Olive bread and seaweed bread. I know the maxim is often repeated that you can help judge a restaurant by its bread in which case the Greenhouse scores highly. The olive bread was light and buttery and altogether very tasty. Whereas the seaweed bread was delightfully flaky and delicately rolled around the seaweed slivers inside. An excellent example of good ideas turned into great things.
Cauliflower cream in mint and apple foam on top of minced crab. The waiter informed us that this was a signature dish and it sure did taste like one. The cauliflower cream delivered a light smooth taste with the mint adding just a hint of spice and the crab underneath adding just the right amount of body.
Green asparagus, alsacian bacon and almond. The barely perceptible white layer around the asparagus is apparently the fatty layer of pork just right under the skin. It lent a slight meaty flavour to the delicately cooked asparagus accented by the almonds. This was enjoyable but it was the next dish which really caught my eye.
Black tiger prawn, melon, lovage and yuzu. I must commend this dish on being one of the most artfully arranged ones that I have seen in a while. The raked sauce with little yuzu droplets was very pretty. The prawns were just cooked still retaining some of their springy raw texture and the melon was an inspired choice as it’s clean taste served to highlight the prawns. I would have preferred the prawns a little more raw but admit that this is probably my Tokyo experience here pining away. Pre-Japan I think I would have been perfectly happy with this dish just the way it was.
I thought that I might break away to show my cutting wit.
A shining blade.
Which goes well with my riposte wit. Ok, enough about me and my slightly lame jokes. This sparkling knife was to deal with the next dish.
Pork, celeriac, coconut, coriander and praline. A very interesting presented dish I was entranced to see how the celeriac, praline and pork combined. However, unfortunately the pork was over cooked and a bit dry and tough which unfortunately meant that I seemed to have missed the planned pleasure of this dish.
Cod, potato, kholrabi, spinach and seaweed. Luckily, my dining companion and I had made a pact to share everything. So I got to try something to make up for the piggy disappointment. This cod dish was fantastic with the cod cooked just enough but avoiding the flakiness often found in most restaurants. The firm texture when combined with the vegetables was well done and reminded me of an excellent fish I had the other time at Fera.
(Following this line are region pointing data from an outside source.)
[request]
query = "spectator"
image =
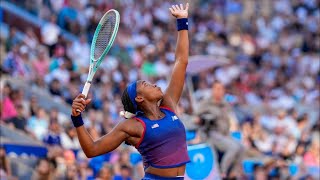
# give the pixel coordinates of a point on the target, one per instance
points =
(44, 170)
(312, 156)
(41, 64)
(53, 137)
(9, 110)
(72, 173)
(125, 173)
(259, 172)
(216, 113)
(105, 173)
(19, 121)
(5, 167)
(50, 32)
(69, 138)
Strawberry, nougatine, vanilla and lime. This dish also delighted with the sweet strawberry and nougatine going exceedingly well together. The sweetness of the strawberries with the slight tartness of the accompaniments played a pleasant sonata in my mouth. There was even some strawberry juice to cleanse the mouth. Although it was so good that it just left me pining for more.
Araguani chocolate, avocado and grapefruit. Continuing the musical theme I had had with the strawberry dessert this dish resounded with a deep gong. The avocado ice cream was very interesting which I say without any sarcasm for once. The grapefruit and chocolate were delights but the savory nature of the avocado just didn’t seem to sit that well with me. Although it was an experience, I would have preferred a more traditional ice cream like mushroom (no sarcasm there *cough*).
Something, something, chocolate tart and coconut. You had to forgive me there as I forgot the names of the first two due to my failing memory. What I do remember is that they were a pleasant end to the lunch.
The Greenhouse was an enjoyable experience and out the 2 Michelin starred restaurants I have visited I would say that it sits somewhere in the middle. As although there were highlights during the meal, unfortunately the pork main let the restaurant down. I do know I went in with high expectations but with 2 Michelin stars, I expect nothing less than close to perfection. Although, I would note that the service was at a level that I would expect so definite plus points there.
A quiet eating 7.5/10.
Lunch (3 courses) was GBP40 excluding service and drinks.
27a Hay’s Mews
I visited again in late July 2015 and felt that the food was just a touch better. So I am revising my score up to a quiet eating 8/10.